I would like to thank you for getting me here and finally allowing me to live my life. That was really noble of you to let me take over and live after you put us in coma for three days. But you always were noble.

I would also like to give you my sympathy. I know the road here was a difficult one. Especially how the early years of abuse, and loneliness were so overwhelming. And you need to know that none of that was in vain. I do not know the reasons that bad things happen to children and good people, but if we can learn positive lessons from what occurs in our life, then we can turn it around in the end. I now have so much compassion and understanding from those horrible things; not only am I able to give to others in similar situations, but I am finally being able to let go of the pain. So once again, you have done your job well.   It is time to allow me take away your pain, and love you for who you were.

This new year I am resolved to find a new home, with those who truly love and appreciate me. Believe it or not, people like that are really out there. I think the hardest part was learning to trust them. I ask you to not get in the way of that trust. I know that you have been hurt so many times, yet maybe it was because you settled on anyone who would give you attention. I am finding that I have to let those people go. They really were not friends, or even family for that matter; and what I was getting back was not worth the cost. The new people I am finding, love me for who I am now, without me having to do anything but be myself. Please put your past fears behind and allow me to learn to trust them and to allow myself to be loved.

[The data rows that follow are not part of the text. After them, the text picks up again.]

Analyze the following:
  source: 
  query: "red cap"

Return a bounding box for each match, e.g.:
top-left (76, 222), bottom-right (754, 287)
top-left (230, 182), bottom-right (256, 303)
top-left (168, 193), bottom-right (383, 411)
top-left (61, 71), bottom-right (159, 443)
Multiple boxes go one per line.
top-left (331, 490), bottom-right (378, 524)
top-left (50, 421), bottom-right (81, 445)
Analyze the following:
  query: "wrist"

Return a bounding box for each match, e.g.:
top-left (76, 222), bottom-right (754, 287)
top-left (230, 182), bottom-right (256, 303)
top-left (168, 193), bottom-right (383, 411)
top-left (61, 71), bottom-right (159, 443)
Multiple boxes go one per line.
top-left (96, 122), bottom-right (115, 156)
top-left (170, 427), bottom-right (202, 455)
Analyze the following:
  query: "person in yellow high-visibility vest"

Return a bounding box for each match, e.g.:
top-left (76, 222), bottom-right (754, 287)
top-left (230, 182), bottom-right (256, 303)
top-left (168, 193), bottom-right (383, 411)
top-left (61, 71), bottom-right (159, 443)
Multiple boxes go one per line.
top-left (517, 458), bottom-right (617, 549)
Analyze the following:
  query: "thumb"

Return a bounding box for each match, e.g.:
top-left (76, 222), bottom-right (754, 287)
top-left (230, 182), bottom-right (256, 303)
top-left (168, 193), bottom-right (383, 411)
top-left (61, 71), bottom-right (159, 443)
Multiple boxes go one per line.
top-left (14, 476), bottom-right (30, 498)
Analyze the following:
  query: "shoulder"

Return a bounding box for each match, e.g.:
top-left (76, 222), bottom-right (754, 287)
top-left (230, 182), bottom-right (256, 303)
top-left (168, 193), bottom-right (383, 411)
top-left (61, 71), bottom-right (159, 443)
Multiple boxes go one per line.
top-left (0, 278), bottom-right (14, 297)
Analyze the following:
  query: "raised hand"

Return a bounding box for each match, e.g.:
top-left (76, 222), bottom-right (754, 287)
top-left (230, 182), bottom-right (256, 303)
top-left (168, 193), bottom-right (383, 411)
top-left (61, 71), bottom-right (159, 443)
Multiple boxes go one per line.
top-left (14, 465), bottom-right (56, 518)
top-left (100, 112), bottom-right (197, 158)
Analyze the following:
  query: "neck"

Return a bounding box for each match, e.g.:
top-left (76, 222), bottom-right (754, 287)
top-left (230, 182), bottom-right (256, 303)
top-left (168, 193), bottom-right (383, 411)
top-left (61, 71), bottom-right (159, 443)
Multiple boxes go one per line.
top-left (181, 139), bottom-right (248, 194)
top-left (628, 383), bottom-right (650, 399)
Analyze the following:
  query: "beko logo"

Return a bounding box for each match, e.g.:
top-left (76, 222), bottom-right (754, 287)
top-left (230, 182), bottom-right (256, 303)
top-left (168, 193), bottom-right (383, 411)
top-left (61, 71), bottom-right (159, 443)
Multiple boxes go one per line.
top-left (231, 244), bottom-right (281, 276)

So I am finally strong enough to be out on my own. I cannot promise I will not make mistakes. I can promise that I will make the best of them. Life is too wonderful not to. I need you to let me go so I can live this life to the fullest.
Thank you for everything. I am letting you go. So please, go find peace.

RIP Carl E.

Love,
Cassie Ellen

Comments

Farewell to all that!

How poignant are these words, and how heartfelt for so many of us. Goodbye and hello; welcome.

Bevs.

bev_1.jpg

I agree

with Beverly. Very poignant and touching in a way I think only one us could really get, even if we don't plan to transition.